NumPy arrays can look a lot like lists. We can even use lists when creating an array:

import numpy as np 

arr = np.array( [10, 20, 30, 40, 50, 60, 70, 80] )

This array has the following structure:

and referencing arrays works exactly the same as with lists:

arr = np.array( [10, 20, 30, 40, 50, 60, 70, 80] )
arr[3] = -1
print( arr )

[10 20 30 -1 50 60 70 80]

The primary difference between lists and NumPy arrays is that arrays have been optimized to be able to do mathematical calculations much faster than lists.

Some of the similar tasks with lists and arrays include:

Task	Python List	NumPy Array
Create	`lst = [1,2,3,4]`	`arr = np.array([1,2,3,4])`
Length	`len(lst)`	`len(arr)`
Index element	`lst[2]`	`arr[2]`
Append element	`lst.append(5)`	`arr = np.append(arr, 5)`
Concatenate	`lst1 + lst2`	`np.concatenate((arr1, arr2))`
Sum of elements	`sum(lst)`	`np.sum(arr)`
Sort elements	`sorted(lst)`	`np.sort(arr)`

4.3 NumPy Summary Statistics

NumPy arrays will often contain data.

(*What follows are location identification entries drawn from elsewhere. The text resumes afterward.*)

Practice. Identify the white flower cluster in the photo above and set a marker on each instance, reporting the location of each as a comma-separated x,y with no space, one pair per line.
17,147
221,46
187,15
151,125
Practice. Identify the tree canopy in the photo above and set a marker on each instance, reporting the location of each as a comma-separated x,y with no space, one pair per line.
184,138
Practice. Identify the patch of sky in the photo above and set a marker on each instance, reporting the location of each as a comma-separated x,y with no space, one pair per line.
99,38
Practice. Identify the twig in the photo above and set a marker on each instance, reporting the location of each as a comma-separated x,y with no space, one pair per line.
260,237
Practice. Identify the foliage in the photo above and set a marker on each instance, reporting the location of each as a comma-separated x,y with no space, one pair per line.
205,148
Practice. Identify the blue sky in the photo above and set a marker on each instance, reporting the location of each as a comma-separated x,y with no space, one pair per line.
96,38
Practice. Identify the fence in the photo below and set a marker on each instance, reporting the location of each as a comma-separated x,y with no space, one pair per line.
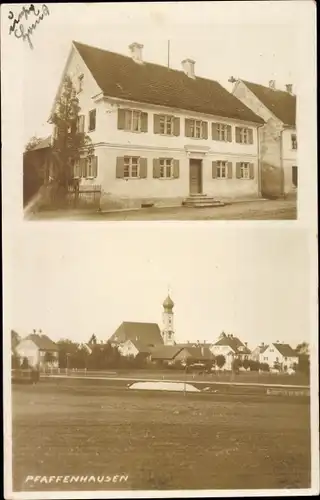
84,196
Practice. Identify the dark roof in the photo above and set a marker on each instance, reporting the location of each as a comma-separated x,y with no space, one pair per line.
286,350
233,342
42,342
199,352
167,352
146,333
281,103
120,76
45,143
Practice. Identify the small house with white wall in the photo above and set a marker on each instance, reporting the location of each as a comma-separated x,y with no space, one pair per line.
39,350
278,142
279,354
161,136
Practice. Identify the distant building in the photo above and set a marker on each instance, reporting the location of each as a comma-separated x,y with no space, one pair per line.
231,348
280,354
277,138
39,350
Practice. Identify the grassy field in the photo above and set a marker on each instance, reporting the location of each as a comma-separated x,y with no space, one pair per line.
159,440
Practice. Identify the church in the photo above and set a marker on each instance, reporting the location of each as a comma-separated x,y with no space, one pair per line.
157,344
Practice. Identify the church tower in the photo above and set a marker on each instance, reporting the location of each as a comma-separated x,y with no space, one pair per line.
167,322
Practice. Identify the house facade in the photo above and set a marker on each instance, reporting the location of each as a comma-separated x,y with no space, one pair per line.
161,135
39,350
278,143
279,354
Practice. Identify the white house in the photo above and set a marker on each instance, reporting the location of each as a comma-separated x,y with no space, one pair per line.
231,348
161,135
39,350
277,138
279,353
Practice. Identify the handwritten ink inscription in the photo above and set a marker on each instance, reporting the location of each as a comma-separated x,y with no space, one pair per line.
36,16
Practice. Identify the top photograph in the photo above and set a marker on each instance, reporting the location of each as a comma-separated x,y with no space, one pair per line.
174,127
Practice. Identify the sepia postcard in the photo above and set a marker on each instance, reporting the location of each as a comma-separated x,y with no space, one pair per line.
159,175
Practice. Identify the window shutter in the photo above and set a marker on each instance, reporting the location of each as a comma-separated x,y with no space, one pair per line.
95,166
121,119
238,170
120,167
176,169
81,124
214,170
229,133
156,124
205,130
156,168
238,134
176,126
144,122
83,167
251,170
214,128
187,130
250,136
143,168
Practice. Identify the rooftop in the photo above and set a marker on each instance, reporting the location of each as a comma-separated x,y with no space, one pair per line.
121,77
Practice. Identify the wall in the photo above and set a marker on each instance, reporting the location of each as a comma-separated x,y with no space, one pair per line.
27,349
110,142
270,152
289,158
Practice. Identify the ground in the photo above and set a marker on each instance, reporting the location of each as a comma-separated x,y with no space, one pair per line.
159,440
250,210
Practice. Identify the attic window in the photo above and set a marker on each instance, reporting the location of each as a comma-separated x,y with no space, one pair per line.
80,83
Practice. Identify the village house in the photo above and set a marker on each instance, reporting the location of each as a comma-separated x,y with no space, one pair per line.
39,350
277,354
231,348
278,143
161,136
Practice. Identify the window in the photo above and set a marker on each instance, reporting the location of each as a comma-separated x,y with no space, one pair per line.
166,168
131,167
196,129
222,132
222,169
244,171
80,83
133,120
92,120
166,124
294,143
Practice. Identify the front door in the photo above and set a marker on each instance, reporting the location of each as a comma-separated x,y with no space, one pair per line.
195,176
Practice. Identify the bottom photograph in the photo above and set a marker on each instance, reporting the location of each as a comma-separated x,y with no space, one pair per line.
160,359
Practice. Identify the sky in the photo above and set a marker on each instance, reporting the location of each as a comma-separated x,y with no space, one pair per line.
255,41
252,281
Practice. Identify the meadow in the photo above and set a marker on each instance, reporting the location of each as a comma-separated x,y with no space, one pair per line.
223,440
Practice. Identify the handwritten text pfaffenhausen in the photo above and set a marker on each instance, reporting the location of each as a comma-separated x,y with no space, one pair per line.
35,14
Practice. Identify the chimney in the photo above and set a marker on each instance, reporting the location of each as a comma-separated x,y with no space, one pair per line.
289,88
188,67
136,51
272,84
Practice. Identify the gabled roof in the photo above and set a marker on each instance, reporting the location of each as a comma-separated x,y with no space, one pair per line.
286,350
121,77
147,333
233,342
42,342
281,103
199,352
167,352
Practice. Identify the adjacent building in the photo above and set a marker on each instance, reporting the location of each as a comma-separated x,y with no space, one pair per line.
278,142
161,136
39,350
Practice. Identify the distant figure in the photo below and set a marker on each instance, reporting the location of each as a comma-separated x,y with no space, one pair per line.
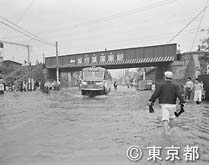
203,90
115,85
15,85
198,48
188,88
197,72
127,85
198,88
1,85
153,87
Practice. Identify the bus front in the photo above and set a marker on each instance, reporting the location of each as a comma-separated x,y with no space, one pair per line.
92,81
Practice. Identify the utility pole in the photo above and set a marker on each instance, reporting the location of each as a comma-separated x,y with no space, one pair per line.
57,59
43,58
28,49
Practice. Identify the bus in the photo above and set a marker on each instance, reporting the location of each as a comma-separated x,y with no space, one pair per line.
95,81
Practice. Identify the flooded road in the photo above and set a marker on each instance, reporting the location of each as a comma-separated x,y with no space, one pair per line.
65,128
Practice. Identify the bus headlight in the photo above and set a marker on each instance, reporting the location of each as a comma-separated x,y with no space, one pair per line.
84,83
99,83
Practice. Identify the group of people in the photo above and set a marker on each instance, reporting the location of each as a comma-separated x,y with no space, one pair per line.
23,86
167,93
197,87
29,85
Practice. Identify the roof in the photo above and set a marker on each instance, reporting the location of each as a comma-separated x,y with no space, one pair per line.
9,61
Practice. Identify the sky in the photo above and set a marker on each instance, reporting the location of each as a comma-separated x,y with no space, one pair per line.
81,26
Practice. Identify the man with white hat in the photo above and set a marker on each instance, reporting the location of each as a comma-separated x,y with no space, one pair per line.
167,93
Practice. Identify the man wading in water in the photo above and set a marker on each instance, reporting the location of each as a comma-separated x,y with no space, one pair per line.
167,93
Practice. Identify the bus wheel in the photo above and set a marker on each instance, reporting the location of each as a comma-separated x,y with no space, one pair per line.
83,92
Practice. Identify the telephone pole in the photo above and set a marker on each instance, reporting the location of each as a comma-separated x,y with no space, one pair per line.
57,59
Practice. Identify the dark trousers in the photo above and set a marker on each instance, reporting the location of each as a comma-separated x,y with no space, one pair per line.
188,92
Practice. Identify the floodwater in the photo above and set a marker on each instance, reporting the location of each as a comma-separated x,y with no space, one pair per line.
65,128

We can find summary statistics for an array with:

arr = np.array([1, 2, 3, 4, 5])

np.min(arr)       # 1
np.max(arr)       # 5
np.sum(arr)       # 15
np.mean(arr)      # 3.0
np.std(arr)       # 1.4142135623730951

4.4 Random

NumPy has a random module for generating pseudorandom numbers (numbers that appear to be random). The default

Python	Description
`np.random.rand()`	Random number between \(0\) and \(1\)
`np.random.rand(n)`	Array of \(n\) random numbers between \(0\) and \(1\)
`np.random.randint(a,b)`	A random integer from \(a\) to \(b-1\)
`np.random.randint(a,b,n)`	Array of \(n\) random integers from \(a\) to \(b-1\)
`np.random.normal()`	A random value from the standard normal distribution
`np.random.shuffle(arr)`	Shuffle an array

r = np.random.rand()
print(r)

0.5193958834008979

r = np.random.rand(5)
print(r)

[0.64042722 0.03489966 0.35521831 0.47090969 0.24379887]

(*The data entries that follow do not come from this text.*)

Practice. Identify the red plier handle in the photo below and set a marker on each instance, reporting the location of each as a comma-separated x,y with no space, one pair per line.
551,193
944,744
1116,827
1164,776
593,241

A common random event involves rolling a six-sided die. We can do this once with:

np.random.randint(1,7)

or five times with:

np.random.randint(1,7,5)

array([5, 4, 3, 4, 2])

Note that we use an upper limit of \(7\) since the upper bound is exclusive.

Exercises

Reflex test statistics – Have one person place their hand at the edge of a table with their fingers out. A second person holds a ruler just above the first person’s finger tips and lets go at a random time. Without moving their hand, the first person closes their fingers to stop the ruler. Repeat for multiple people. For each person,
- Collect 12 samples of how far the ruler falls before it is caught.
- Put the data into a NumPy array.
- Find the min, max, mean, and std of the data in the array.
Create an array with the numbers 1 through 10. Use shuffle to shuffle the array, then print the first number.
What do you expect the mean of one million die rolls would be? Generate a numpy array representing one million rolls of a die. What is the mean of the rolls?